Where were you before you even get born?
Where am I and all the unseeable souls
we love at this moment, or loathed
before birth? Where are we right now?

Everything that ever happened either
never did or always will with variations.
Let's put it another way: Nothing ever
happened that wasn't dreamed, that wasn't
sketched from the start with artful surprises.
Think of the dreamer as God, a painter,
a ham, to be sure, but a divine old master
whose medium is light and who sidesteps
tedium by leaving room both inside and outside
this picture for subjects and scenery to wing it.

Look on death as living color too: the dyeing
of fabric, submersion into a temporary sea,
a spectruming beyond the reach of sensual
range which, like time, is chained to change;
the strange notion that everything we've
ever done or been up until now is past
history, is gone away, is bleached, bereft,
perfect, leaving the scene clean to freshen
with pigment and space and leftover light.

"Where are we right now?" is a very good question indeed

The more I grow and understand the more I see that everything is connected in ways we will probably never fully know or understand. To me this understanding is so central to the religious life. Everything is connected to everything, there is no separation. I’m not just talking about the human family but all life and that that is beyond life. We are not even separated by death. I’ve been thinking of this over the weeks of November. Everything I’ve been experiencing has been connecting me with these thoughts and feelings as I moved through all that I have experienced and witnessed and heard said. Everything is a part of everything, it is not limited by time and space; life is not the beginning and neither is death the end. 

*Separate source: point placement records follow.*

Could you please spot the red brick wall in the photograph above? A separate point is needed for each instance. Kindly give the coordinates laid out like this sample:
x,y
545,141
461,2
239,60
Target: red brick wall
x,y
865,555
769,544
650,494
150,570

"Sometimes all we need to do is search for what is at the other side of the air." Anon

I have not always thought this way and I know many will think this nonsense, I have thought very differently myself in the past. I may change my mind in the future, but right now my whole senses seem filled with this truth.

When I look out of the windows of my soul through these eyes even when I see storm clouds I know at the other side I will also see those beautiful mountains and I know that I will soon once again glimpse the messenger of hope, the rainbow, and that this will link me to all that is and all that will ever be. By doing so I stop worrying and can once again focus on what I can do instead of what makes me afraid to live the life I have been given. I can offer whatever help I can to my suffering brothers and sisters.

I’d just like to end this little chip of a blogspot with something I recently heard from an anonymous friend.

"There is a rope that connects everyone to God. Sometimes these ropes break. When a broken rope gets retied, however, the distance between us and God becomes shorter."